The project container

This is much simpler than the webhook container. Here’s its folder structure:

.
|-- Dockerfile
|-- docker-compose.yml
|-- entrypoint.sh
`-- secrets
    `-- id_rsa

The secrets/id_rsa file is an SSH private key allowing us to download a private GitHub repository. Its public counterpart was uploaded to GitHub.

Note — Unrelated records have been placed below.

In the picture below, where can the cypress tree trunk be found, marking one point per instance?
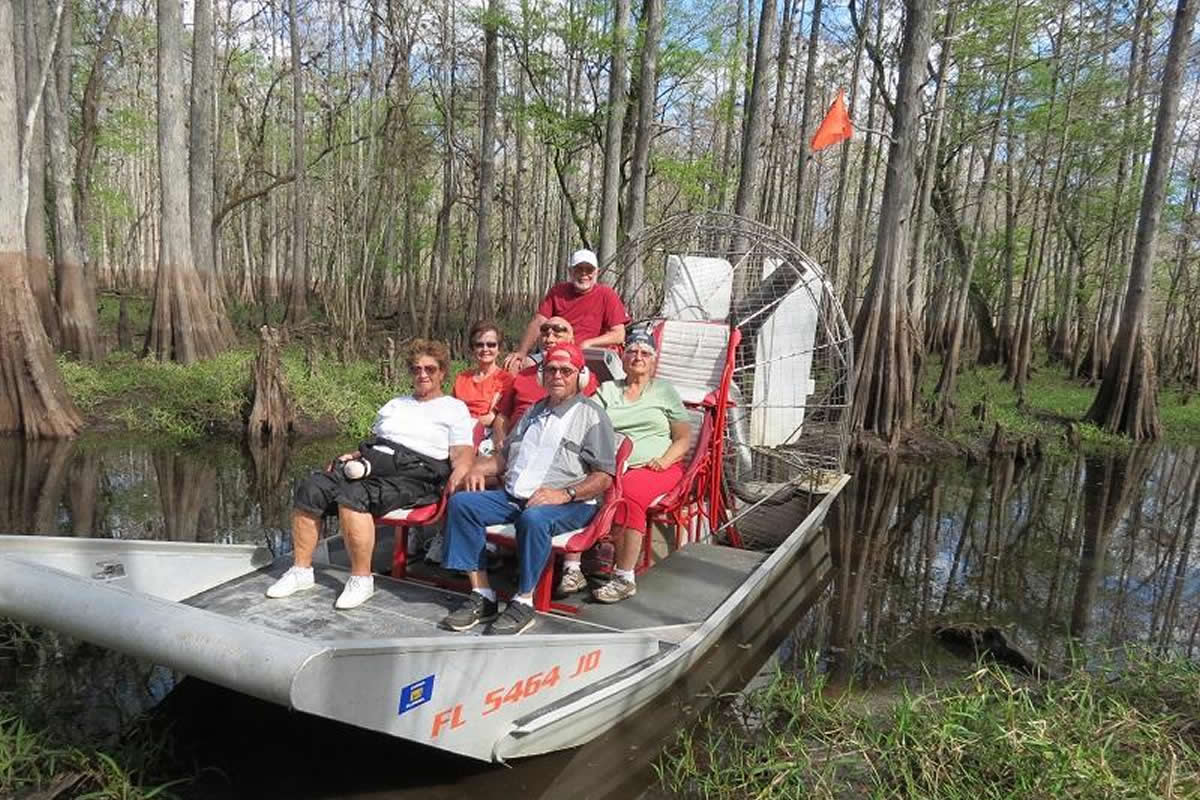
(883, 370)
(610, 203)
(481, 284)
(799, 220)
(37, 252)
(756, 110)
(183, 326)
(33, 398)
(76, 296)
(1127, 401)
(201, 166)
(298, 294)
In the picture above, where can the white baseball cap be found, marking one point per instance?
(583, 257)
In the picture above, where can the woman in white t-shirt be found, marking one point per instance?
(420, 443)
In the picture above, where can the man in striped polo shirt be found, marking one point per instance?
(556, 465)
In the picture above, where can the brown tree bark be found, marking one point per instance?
(36, 59)
(618, 66)
(883, 368)
(183, 326)
(201, 166)
(33, 398)
(481, 301)
(799, 218)
(756, 112)
(947, 383)
(77, 299)
(928, 175)
(298, 295)
(647, 96)
(271, 415)
(1127, 401)
(89, 115)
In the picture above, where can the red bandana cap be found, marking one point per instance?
(568, 353)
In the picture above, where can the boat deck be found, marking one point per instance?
(675, 595)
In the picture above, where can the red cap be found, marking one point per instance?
(568, 353)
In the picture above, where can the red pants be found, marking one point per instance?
(640, 487)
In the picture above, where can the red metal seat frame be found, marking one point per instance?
(402, 519)
(700, 494)
(577, 541)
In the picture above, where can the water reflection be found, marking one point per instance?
(1067, 555)
(121, 488)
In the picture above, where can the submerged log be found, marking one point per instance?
(988, 643)
(271, 413)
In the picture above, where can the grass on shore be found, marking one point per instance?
(147, 396)
(34, 765)
(144, 396)
(1053, 398)
(1131, 733)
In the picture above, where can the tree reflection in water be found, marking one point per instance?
(1067, 554)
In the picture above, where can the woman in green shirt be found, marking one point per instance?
(652, 415)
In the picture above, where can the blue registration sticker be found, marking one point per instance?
(417, 693)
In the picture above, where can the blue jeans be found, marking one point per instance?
(469, 512)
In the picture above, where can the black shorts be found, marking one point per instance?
(321, 493)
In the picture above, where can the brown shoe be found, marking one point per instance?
(615, 591)
(573, 581)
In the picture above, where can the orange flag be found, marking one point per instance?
(835, 126)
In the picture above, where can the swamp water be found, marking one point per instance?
(1067, 558)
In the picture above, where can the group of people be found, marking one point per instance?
(517, 441)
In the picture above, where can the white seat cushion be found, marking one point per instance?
(691, 356)
(509, 531)
(405, 515)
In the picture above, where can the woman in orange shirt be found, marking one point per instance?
(481, 386)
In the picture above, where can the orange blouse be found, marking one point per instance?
(480, 395)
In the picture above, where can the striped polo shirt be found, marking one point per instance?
(556, 447)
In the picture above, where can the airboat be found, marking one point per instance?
(751, 335)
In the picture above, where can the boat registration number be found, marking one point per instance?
(520, 691)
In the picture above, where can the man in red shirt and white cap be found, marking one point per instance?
(594, 310)
(553, 468)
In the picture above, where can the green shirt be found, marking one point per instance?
(647, 420)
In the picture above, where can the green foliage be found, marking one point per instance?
(189, 402)
(30, 763)
(1123, 732)
(1051, 400)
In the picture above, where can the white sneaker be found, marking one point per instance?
(297, 578)
(358, 590)
(433, 552)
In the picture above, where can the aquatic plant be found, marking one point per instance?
(1132, 732)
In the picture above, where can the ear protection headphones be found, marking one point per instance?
(581, 379)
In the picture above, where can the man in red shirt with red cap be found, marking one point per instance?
(594, 310)
(527, 388)
(553, 468)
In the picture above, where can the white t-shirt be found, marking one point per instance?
(430, 427)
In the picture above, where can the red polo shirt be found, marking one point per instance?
(591, 314)
(525, 391)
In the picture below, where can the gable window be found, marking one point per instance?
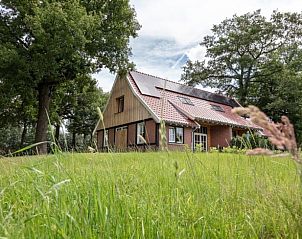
(106, 138)
(120, 104)
(140, 137)
(176, 135)
(185, 100)
(217, 108)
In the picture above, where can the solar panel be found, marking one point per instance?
(147, 85)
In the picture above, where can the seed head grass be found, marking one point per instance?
(149, 195)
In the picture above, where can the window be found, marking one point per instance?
(202, 130)
(217, 108)
(176, 135)
(172, 135)
(120, 104)
(185, 100)
(140, 139)
(106, 138)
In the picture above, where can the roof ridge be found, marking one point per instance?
(182, 84)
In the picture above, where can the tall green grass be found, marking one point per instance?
(149, 195)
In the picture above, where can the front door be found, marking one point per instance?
(121, 138)
(200, 142)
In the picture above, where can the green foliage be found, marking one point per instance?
(46, 43)
(258, 61)
(150, 195)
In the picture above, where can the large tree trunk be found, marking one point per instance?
(42, 123)
(24, 132)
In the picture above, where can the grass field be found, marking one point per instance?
(149, 195)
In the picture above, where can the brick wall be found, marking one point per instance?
(111, 137)
(187, 139)
(150, 127)
(220, 136)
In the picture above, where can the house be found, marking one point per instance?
(193, 117)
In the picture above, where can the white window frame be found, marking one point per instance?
(182, 135)
(106, 132)
(172, 135)
(140, 133)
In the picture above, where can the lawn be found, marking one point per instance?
(149, 195)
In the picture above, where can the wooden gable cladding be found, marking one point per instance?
(133, 109)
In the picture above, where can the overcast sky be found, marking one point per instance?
(172, 29)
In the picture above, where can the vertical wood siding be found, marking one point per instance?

Here’s the docker-compose.yml file for the project container:

version: '3'

services:
  project:
    build:
      context: .
      dockerfile: Dockerfile
    container_name: project
    ports:
      - "5000:5000"
    volumes:
      - /root/project/secrets:/secrets
    labels:
      - "traefik.enable=true"
      - "traefik.http.routers.project.entrypoints=http"
      - "traefik.http.routers.project.rule=Host(`project.tymsc.ar`)"
      - "traefik.http.middlewares.project-https-redirect.redirectscheme.scheme=https"
      - "traefik.http.routers.project.middlewares=project-https-redirect"
      - "traefik.http.routers.project-secure.entrypoints=https"
      - "traefik.http.routers.project-secure.rule=Host(`project.tymsc.ar`)"
      - "traefik.http.routers.project-secure.tls=true"
      - "traefik.http.routers.project-secure.service=project"
      - "traefik.http.services.project.loadbalancer.server.port=5000"
      - "traefik.docker.network=proxy"
    networks:
      - proxy
    restart: always

networks:
  proxy:
    external: true

Like before, the labels are optional. They’re there to access project.tymsc.ar locally, with SSL certificates handled by Traefik.

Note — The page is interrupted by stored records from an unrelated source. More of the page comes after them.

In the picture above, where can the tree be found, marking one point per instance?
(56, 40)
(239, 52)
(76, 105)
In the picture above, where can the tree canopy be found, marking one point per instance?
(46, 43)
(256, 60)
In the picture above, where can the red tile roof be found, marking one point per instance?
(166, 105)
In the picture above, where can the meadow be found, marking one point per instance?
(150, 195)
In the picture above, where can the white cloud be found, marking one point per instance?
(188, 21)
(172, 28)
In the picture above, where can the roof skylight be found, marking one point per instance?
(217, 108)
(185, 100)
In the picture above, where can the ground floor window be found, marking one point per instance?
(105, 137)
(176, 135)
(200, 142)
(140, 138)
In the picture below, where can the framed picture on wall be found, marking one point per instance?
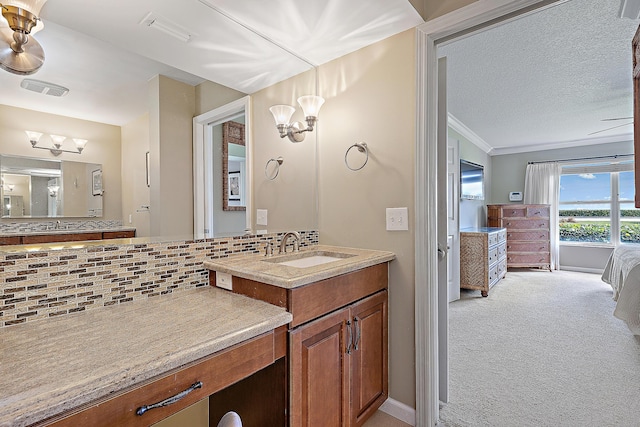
(234, 187)
(96, 182)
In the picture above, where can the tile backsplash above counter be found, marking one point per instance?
(48, 282)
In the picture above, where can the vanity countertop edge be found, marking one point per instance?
(263, 269)
(54, 365)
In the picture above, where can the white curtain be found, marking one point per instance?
(542, 186)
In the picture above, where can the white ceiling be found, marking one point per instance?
(541, 81)
(104, 55)
(547, 80)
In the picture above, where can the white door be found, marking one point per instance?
(442, 221)
(453, 221)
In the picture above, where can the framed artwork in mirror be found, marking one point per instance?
(96, 180)
(233, 166)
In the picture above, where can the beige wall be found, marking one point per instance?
(171, 112)
(291, 198)
(103, 146)
(135, 193)
(370, 97)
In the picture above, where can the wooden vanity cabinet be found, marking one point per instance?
(339, 365)
(215, 372)
(338, 345)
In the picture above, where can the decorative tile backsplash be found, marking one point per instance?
(49, 283)
(29, 227)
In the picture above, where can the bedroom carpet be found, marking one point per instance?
(543, 349)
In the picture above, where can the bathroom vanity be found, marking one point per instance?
(113, 366)
(338, 337)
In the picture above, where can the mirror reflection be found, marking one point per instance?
(46, 188)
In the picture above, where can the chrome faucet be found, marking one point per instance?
(296, 241)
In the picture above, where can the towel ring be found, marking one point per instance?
(278, 162)
(362, 147)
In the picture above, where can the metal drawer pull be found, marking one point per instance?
(173, 399)
(350, 335)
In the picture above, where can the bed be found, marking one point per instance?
(622, 272)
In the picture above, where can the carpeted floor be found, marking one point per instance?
(542, 350)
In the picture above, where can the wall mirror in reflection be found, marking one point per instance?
(44, 188)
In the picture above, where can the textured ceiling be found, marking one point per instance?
(546, 80)
(104, 55)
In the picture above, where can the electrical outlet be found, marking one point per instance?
(261, 216)
(397, 219)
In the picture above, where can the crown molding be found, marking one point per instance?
(463, 130)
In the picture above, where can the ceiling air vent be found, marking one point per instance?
(45, 88)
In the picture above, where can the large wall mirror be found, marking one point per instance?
(46, 188)
(222, 146)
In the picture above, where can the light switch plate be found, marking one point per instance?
(261, 216)
(223, 280)
(397, 219)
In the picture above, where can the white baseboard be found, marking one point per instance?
(400, 411)
(582, 269)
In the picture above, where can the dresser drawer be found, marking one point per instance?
(538, 211)
(502, 250)
(515, 212)
(539, 258)
(493, 255)
(528, 224)
(527, 235)
(541, 246)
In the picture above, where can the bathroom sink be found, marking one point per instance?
(308, 259)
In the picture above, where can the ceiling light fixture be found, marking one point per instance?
(20, 53)
(56, 150)
(166, 26)
(295, 131)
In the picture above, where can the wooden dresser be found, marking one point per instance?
(528, 233)
(483, 256)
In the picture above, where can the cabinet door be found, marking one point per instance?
(320, 372)
(369, 371)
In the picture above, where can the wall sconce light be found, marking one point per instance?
(20, 53)
(295, 131)
(56, 150)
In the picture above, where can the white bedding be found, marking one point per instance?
(622, 272)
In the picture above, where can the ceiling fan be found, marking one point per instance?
(614, 127)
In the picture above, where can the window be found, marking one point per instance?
(596, 204)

The critical part is the secrets passed as a volume and the use of a custom Dockerfile. Here’s the Dockerfile:

FROM node:18
WORKDIR /app
RUN apt-get update && apt-get install -y git openssh-client && npm install -g serve

COPY entrypoint.sh /entrypoint.sh
RUN chmod +x /entrypoint.sh

EXPOSE 5000
CMD ["/entrypoint.sh"]

As you can see, each time this runs, it calls an entrypoint.sh script. This ensures tasks inside it execute every time this container is recreated. As you now know, this happens every time the webhook is called. Let’s look at the script:

#!/bin/sh

mkdir -p ~/.ssh
cp /secrets/id_rsa ~/.ssh/
chmod 600 ~/.ssh/id_rsa
ssh-keyscan github.com >> ~/.ssh/known_hosts

git clone git@github.com:tymscar/project.git /app

cd /app

npm install
npm run build

serve -s build -p 5000

The first half of it handles the SSH keys for the private repo and downloads the project, while the last half installs the dependencies, builds it, and serves it to the LAN. At that point, if you go to the IP of the VM where you’re running this container and access port 5000, you should be able to see your project. Because I have the traefik labels set up, I can go to project.tymsc.ar and see it there.

And that’s basically it.

Thoughts

The beauty of this approach is that if later down the line I want to do this with another private project, all I need to do is add another hook to the webhook container, create the project container just like this last one, and make sure the project has a GitHub action that triggers the webhook.

The best part is that this is not GitHub-specific either. If later down the line I want to move to GitLab, or I have a self-hosted Gitea instance, the same logic would apply. I would just need to find a way to trigger the webhook on a merge to the main branch.